Best Practices

Testing Smart Contracts for Security Vulnerabilities: Beyond Unit Tests

Kennedy OwiroOctober 27, 20259 min read

Unit tests verify that code works correctly with expected inputs. Security testing verifies that code works correctly with adversarial inputs — and that's a fundamentally different challenge. Fuzz testing, invariant testing, and formal verification find bugs that unit tests never will. Here's how to add each to your workflow.

The Testing Pyramid for Smart Contracts

  1. Unit Tests — Verify individual functions with known inputs/outputs
  2. Integration Tests — Verify contract interactions work correctly
  3. Fuzz Tests — Throw random inputs at functions to find edge cases
  4. Invariant Tests — Verify properties that should ALWAYS be true
  5. Formal Verification — Mathematically prove correctness properties

Fuzz Testing with Foundry

Foundry's fuzzer generates random inputs and runs your test function thousands of times, looking for inputs that cause failure.

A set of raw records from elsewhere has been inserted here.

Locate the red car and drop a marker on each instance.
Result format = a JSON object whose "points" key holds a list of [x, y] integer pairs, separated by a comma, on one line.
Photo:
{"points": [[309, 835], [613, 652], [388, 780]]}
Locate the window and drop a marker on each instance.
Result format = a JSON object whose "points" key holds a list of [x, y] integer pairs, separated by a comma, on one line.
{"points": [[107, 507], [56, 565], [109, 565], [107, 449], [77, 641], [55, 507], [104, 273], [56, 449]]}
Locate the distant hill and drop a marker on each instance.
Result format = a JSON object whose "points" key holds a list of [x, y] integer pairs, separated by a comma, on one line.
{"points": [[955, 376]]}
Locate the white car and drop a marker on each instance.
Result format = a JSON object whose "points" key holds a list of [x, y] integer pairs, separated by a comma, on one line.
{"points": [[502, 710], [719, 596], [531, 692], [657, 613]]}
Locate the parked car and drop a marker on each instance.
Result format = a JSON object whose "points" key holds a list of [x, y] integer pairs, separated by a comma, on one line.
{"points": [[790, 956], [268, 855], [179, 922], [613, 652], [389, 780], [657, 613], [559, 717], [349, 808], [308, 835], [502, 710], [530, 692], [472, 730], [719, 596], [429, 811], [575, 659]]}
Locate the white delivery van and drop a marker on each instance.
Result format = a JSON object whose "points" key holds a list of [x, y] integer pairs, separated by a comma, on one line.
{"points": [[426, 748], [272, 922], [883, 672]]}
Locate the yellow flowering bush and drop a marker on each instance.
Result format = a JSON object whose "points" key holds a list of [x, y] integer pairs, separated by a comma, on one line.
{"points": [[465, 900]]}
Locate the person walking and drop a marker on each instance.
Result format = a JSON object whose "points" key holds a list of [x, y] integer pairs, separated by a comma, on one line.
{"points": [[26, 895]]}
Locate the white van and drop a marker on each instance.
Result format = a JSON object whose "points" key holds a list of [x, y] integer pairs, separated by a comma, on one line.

// Foundry fuzz test — runs with random inputs
function testFuzz_depositAndWithdraw(uint256 amount) public {
    amount = bound(amount, 1, 1000 ether);  // Constrain to valid range

    deal(address(token), alice, amount);
    vm.startPrank(alice);
    token.approve(address(vault), amount);
    vault.deposit(amount);

    uint256 shares = vault.balanceOf(alice);
    vault.withdraw(shares);

    // User should get back at least their deposit (minus fees)
    assertGe(token.balanceOf(alice), amount * 99 / 100);
    vm.stopPrank();
}

Invariant Testing

Invariant tests define properties that must always hold, then let the fuzzer call random sequences of functions trying to break them.

// This property must ALWAYS be true:
function invariant_vaultSolvency() public {
    assertGe(
        token.balanceOf(address(vault)),
        vault.totalAssets(),
        "Vault is insolvent!"
    );
}

function invariant_totalSharesMatchIndividual() public {
    uint256 sum;
    for (uint i = 0; i < actors.length; i++) {
        sum += vault.balanceOf(actors[i]);
    }
    assertEq(vault.totalSupply(), sum);
}

What Each Level Catches

Testing LevelCatchesMisses
Unit testsBasic logic errors, simple regressionsEdge cases, state-dependent bugs
Fuzz testsBoundary errors, overflow, input validationMulti-step exploits, economic attacks
Invariant testsState corruption, accounting bugs, solvencyExternal integration bugs
Formal verificationMathematical proof of correctnessRequires specification (what IS correct?)

Minimum Security Testing Checklist

  • ✅ Unit tests for all functions (happy path + error cases)
  • ✅ Fuzz tests for any function that takes numeric inputs
  • ✅ Invariant tests for core accounting (solvency, supply matching)
  • ✅ Test with extreme values: 0, 1, type(uint256).max
  • ✅ Test as both EOA and contract callers
  • ✅ Test reentrancy scenarios with malicious receiver contracts

Testing catches bugs before they reach production. Auditing catches the ones testing missed. Get both with Vultbase.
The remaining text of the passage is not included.